"Obviously, she followed through, as you can see," he said, referencing a picture of his extended family which is 62 persons strong through three generations.
"Adoption isn't just something that transforms the child. It transforms the family, it transforms the community, and sometimes, it even transforms the world," he said.
"My family gave me love, and God gave me purpose," he said. "My life has purpose…my children's lives have purpose."
A panel following Bomberger's speech echoed the theme of "the power of one."
Dr. Jeff Pauls of the Vitae Foundation, which conducts "right-brain research" of pregnancy centers and Planned Parenthood for the pro-life cause, said that according to research, "the vast majority of women who have chosen abortion would not have done so if just one person would have supported them."

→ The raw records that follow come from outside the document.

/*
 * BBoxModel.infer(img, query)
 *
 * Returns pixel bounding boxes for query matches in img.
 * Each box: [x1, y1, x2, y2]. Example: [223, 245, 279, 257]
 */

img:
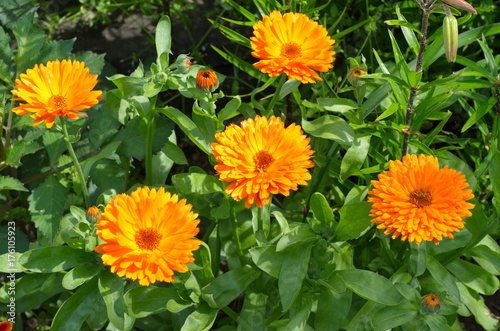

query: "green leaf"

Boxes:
[5, 140, 42, 168]
[0, 269, 65, 313]
[237, 293, 267, 331]
[98, 271, 135, 330]
[372, 302, 419, 330]
[172, 173, 224, 194]
[202, 265, 261, 308]
[157, 107, 212, 154]
[250, 245, 286, 278]
[427, 256, 460, 302]
[123, 286, 192, 318]
[181, 302, 219, 331]
[461, 97, 498, 133]
[310, 192, 333, 225]
[62, 263, 103, 290]
[155, 16, 172, 70]
[28, 176, 66, 243]
[19, 246, 96, 272]
[340, 135, 371, 181]
[335, 201, 372, 241]
[314, 289, 352, 331]
[336, 270, 403, 306]
[302, 115, 354, 148]
[50, 277, 100, 331]
[457, 282, 500, 330]
[446, 259, 500, 295]
[278, 242, 314, 311]
[0, 176, 28, 192]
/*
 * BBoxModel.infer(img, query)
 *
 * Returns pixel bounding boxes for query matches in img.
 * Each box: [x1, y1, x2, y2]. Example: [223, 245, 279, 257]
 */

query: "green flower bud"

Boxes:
[443, 15, 458, 63]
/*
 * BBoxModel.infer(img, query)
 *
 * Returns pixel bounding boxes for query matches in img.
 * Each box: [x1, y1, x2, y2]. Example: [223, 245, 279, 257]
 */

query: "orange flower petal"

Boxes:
[95, 187, 202, 286]
[250, 11, 335, 83]
[212, 116, 314, 208]
[11, 60, 102, 128]
[368, 154, 474, 244]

"You be the one," he told the audience. "If you have somebody that comes up to you, tell them 'you can do this, and I will help,'" and then "follow that up" through action.
Amy Ford, founder of the group "Embrace Grace" which helps churches minister to and help young mothers who experience unplanned pregnancies, recalled the story of one mother whose life changed after just one encounter with a stranger.
The young girl, who was unmarried and pregnant, had been told by her father that she would "be a horrible mother" and should have an abortion or give the baby up for adoption. However, in an answer to prayer, she met a complete stranger who directed her to others who could help her.
Ford recalled the girl's words: "My dad said that he thought I would be a horrible mom, but that guy at the UPS store said he thought I would be a good mom."
Just one person changed her life, Ford said. "We have to be the light of the world," she said, "and we have to be that to every person that we meet."